# GECCO '21: Proceedings of the Genetic and Evolutionary Computation Conference

Full Citation in the ACM Digital Library## SESSION: Genetic programming

### Measuring feature importance of symbolic regression models using partial effects

In explainable AI, one aspect of a prediction's explanation is to measure each predictor's importance to the decision process. The importance can measure how much variation a predictor promotes locally or how much the predictor contributes to the deviation from a reference point (Shapley value). If we have the ground truth analytical model, we can calculate the former using the Partial Effect, calculated as the predictor's partial derivative. Also, we can estimate the latter by calculating the average partial effect multiplied by the difference between the predictor and the reference value. Symbolic Regression is a gray-box model for regression problems that returns an analytical model approximating the input data. Although it is often associated with interpretability, few works explore this property. This paper will investigate the use of Partial Effect with the analytical models generated by the Interaction-Transformation Evolutionary Algorithm symbolic regressor (ITEA). We show that the regression models returned by ITEA coupled with Partial Effect provide the closest explanations to the ground-truth and a close approximation to Shapley values. These results open up new opportunities to explain symbolic regression models compared to the approximations provided by model-agnostic approaches.

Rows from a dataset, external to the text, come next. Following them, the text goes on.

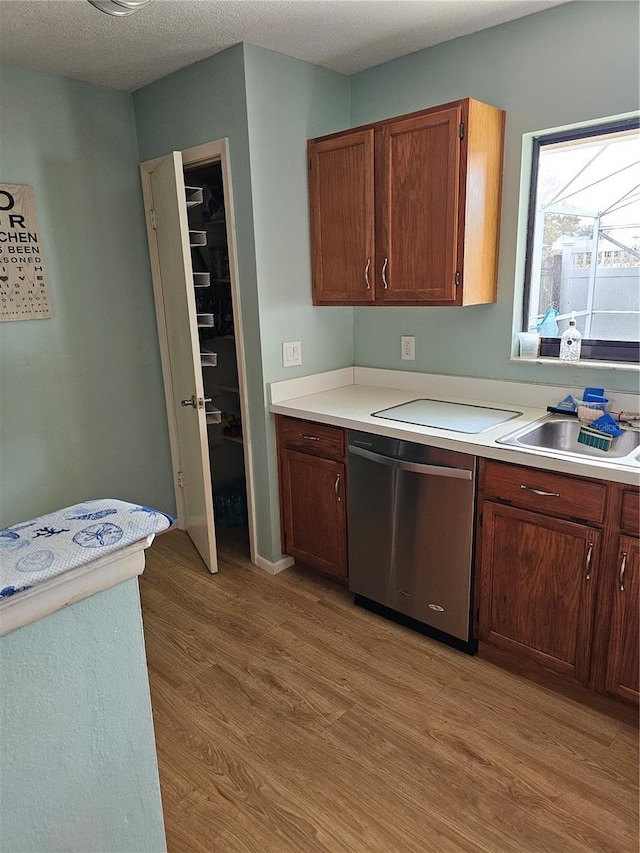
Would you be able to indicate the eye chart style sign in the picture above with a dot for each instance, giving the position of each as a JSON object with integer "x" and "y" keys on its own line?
{"x": 24, "y": 290}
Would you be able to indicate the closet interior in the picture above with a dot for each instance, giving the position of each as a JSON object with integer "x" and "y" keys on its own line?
{"x": 217, "y": 336}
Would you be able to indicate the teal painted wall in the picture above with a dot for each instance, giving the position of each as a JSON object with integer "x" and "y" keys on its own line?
{"x": 571, "y": 63}
{"x": 83, "y": 412}
{"x": 288, "y": 102}
{"x": 201, "y": 103}
{"x": 78, "y": 762}
{"x": 267, "y": 105}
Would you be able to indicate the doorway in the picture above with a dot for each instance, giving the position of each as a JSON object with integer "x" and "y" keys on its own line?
{"x": 214, "y": 499}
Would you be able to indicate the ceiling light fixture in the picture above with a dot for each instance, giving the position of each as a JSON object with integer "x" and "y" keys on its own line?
{"x": 118, "y": 8}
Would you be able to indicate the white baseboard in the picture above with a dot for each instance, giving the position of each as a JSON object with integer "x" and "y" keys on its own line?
{"x": 273, "y": 568}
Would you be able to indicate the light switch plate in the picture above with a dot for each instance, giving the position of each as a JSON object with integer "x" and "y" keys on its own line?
{"x": 291, "y": 353}
{"x": 408, "y": 347}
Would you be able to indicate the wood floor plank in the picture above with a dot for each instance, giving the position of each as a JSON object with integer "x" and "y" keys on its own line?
{"x": 287, "y": 720}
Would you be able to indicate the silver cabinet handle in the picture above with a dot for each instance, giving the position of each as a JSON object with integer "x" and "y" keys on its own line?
{"x": 623, "y": 568}
{"x": 588, "y": 562}
{"x": 384, "y": 273}
{"x": 539, "y": 492}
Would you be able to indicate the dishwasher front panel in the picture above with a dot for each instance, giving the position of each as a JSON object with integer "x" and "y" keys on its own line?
{"x": 411, "y": 512}
{"x": 430, "y": 572}
{"x": 370, "y": 529}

### A novel multi-task genetic programming approach to uncertain capacitated Arc routing problem

Uncertain Capacitated Arc Routing Problem (UCARP) is an NP-hard optimisation problem with many applications in logistics domains. Genetic Programming (GP) is capable of evolving routing policies to handle the uncertain environment of UCARP. There are many different but related UCARP domains in the real world to be solved (e.g. winter gritting and waste collection for different cities). Instead of training a routing policy for each of them, we can use the multi-task learning paradigm to improve the training effectiveness by sharing the common knowledge among the related UCARP domains. Previous studies showed that GP population for solving UCARP loses diversity during its evolution, which decreases the effectiveness of knowledge sharing. To address this issue, in this work we propose a novel multi-task GP approach that takes the uniqueness of transferable knowledge, as well as its quality, into consideration. Additionally, the transferred knowledge is utilised in a manner that improves diversity. We investigated the performance of the proposed method with several experimental studies and demonstrated that the designed knowledge transfer mechanism can significantly improve the performance of GP for solving UCARP.

### Speed benchmarking of genetic programming frameworks

Genetic Programming (GP) is known to suffer from the burden of being computationally expensive by design. While, over the years, many techniques have been developed to mitigate this issue, data vectorization, in particular, is arguably still the most attractive strategy due to the parallel nature of GP. In this work, we employ a series of benchmarks meant to compare both the performance and evolution capabilities of different vectorized and iterative implementation approaches across several existing frameworks. Namely, TensorGP, a novel open-source engine written in Python, is shown to greatly benefit from the TensorFlow library to accelerate the domain evaluation phase in GP. The presented performance benchmarks demonstrate that the TensorGP engine manages to pull ahead, with relative speedups above two orders of magnitude for problems with a higher number of fitness cases. Additionally, as a consequence of being able to compute larger domains, we argue that TensorGP performance gains aid the discovery of more accurate candidate solutions.

### Zoetrope genetic programming for regression

The Zoetrope Genetic Programming (ZGP) algorithm is based on an original representation for mathematical expressions, targeting evolutionary symbolic regression. The zoetropic representation uses repeated fusion operations between partial expressions, starting from the terminal set. Repeated fusions within an individual gradually generate more complex expressions, ending up in what can be viewed as new features. These features are then linearly combined to best fit the training data. ZGP individuals then undergo specific crossover and mutation operators, and selection takes place between parents and offspring. ZGP is validated using a large number of public domain regression datasets, and compared to other symbolic regression algorithms, as well as to traditional machine learning algorithms. ZGP reaches state-of-the-art performance with respect to both types of algorithms, and demonstrates a low computational time compared to other symbolic regression approaches.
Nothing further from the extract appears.